Метафоры, образы, символы. Из истории культуры и языка - страница 8



В 1648 г. в Англии увидело свет анонимное сочинение «Новый Салим, или Христианское сообщество» (лат. «Nova Solyma, sive Institutio Christiani»); его автором считается Сэмюэл Готт (1614–1671), пуританин, член Долгого парламента. Известность эта книга получила лишь в 1902 г., когда она была переведена с латыни на английский под заглавием «Идеальный город, или Вновь обретенный Иерусалим», причем публикатор приписал ее Джону Мильтону [Gott, 1902]. Образ Нового Салима как нельзя лучше иллюстрирует веберовскую концепцию протестантской этики: пуританская аскеза здесь прямо связана с «духом капитализма».

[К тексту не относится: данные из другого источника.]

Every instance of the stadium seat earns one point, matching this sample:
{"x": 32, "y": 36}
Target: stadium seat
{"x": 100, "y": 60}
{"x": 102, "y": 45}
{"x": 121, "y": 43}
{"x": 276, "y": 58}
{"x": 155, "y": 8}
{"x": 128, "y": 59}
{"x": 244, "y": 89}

В центре внимания автора воспитание граждан нового, буржуазного общества. Новый Салим – это Новый Иерусалим, отстроенный на руинах старого, после того как иудеи признали «истинного Мессию», т. е. Христа. Город обнесен крепостной стеной с двенадцатью башнями, по числу патриархов и колен Израилевых. Наиболее заметные сооружения в Новом Салиме – Публичная академия и расположенная неподалеку Биржа. В Академии молодежь обучают прежде всего наукам, необходимым деловому человеку. Здание Биржи, квадратное в плане, увенчано «квадратной башней с циферблатом на каждой из четырех сторон, чтобы привлечь внимание к уходящему времени, меж тем как внутренние часы постоянно отбивали время, дабы каждый мог его слышать» [Gott,1902, vol. 1, p. 201].

Прямо-таки маниакальное напоминание о ценности времени – и именно в контексте деловой активности – предвосхищает позднейшую формулу «Время – деньги». «Публичная академия, – замечает американский литературовед Анна Боэски, – представляет собой духовное и интеллектуальное зеркало Биржи <…>, научая приобретению знаний, а не материальных благ, обмену идеями, а не деньгами и товарами. У обоих учреждений как методы, так и ценности одни и те же» [Boesky, 1997, p. 97].

В Тираме, столице Икарии, «каждый квартал носит имя одного из шестидесяти главных городов древнего и нового мира и представляет в своих памятниках и домах архитектуру одной из шестидесяти главных наций. <…> Таким образом, Икария – действительно земной шар в миниатюре» [Кабе, 1948, с. 120].

В незаконченной утопии Вл. Одоевского «4338-й год» (1835) здание, в котором помещаются научные академии, построено на середине Невы и имеет «вид целого города». Васильевский остров занят огромным крытым садом, где гуляют всевозможные звери. «Этот сад – сокращение всей нашей планеты; исходить его то же, что сделать путешествие вокруг света» [Одоевский, 1959, с. 78].

Многое из описанного Одоевским, Кабе и более ранними авторами было воплощено в Хрустальном дворце, построенном Джозефом Пакстоном в Лондоне для Всемирной выставки 1851 г. В этом огромном здании помещался зимний сад, аквариум, читальни, концертный зал, галерея живописи, а также копии сооружений различных архитектурных стилей. Тем самым дворец «как бы вбирал в себя всю историю культуры» [Ямпольский, 2012, с. 121].

Ойкема как архитектурная утопия

Едва ли не самый известный пример архитектуры, понимаемой как символическая и дидактическая форма, содержится в трудах французского зодчего Клода Никола Леду (1736–1806). В представлении Леду архитектура – это «искусство, объединяющее все знания», теснейшим образом связанное «с общим управлением, правосудием, общественными и частными нравами, науками, литературой, сельским хозяйством, торговлей» [Ledoux, 1804, p. 17]. Но Леду идет еще дальше, наделяя зодчего властью исправлять общество: «Архитектура отваживается на то, что не дерзает сделать правительство» [ibid., p. 199].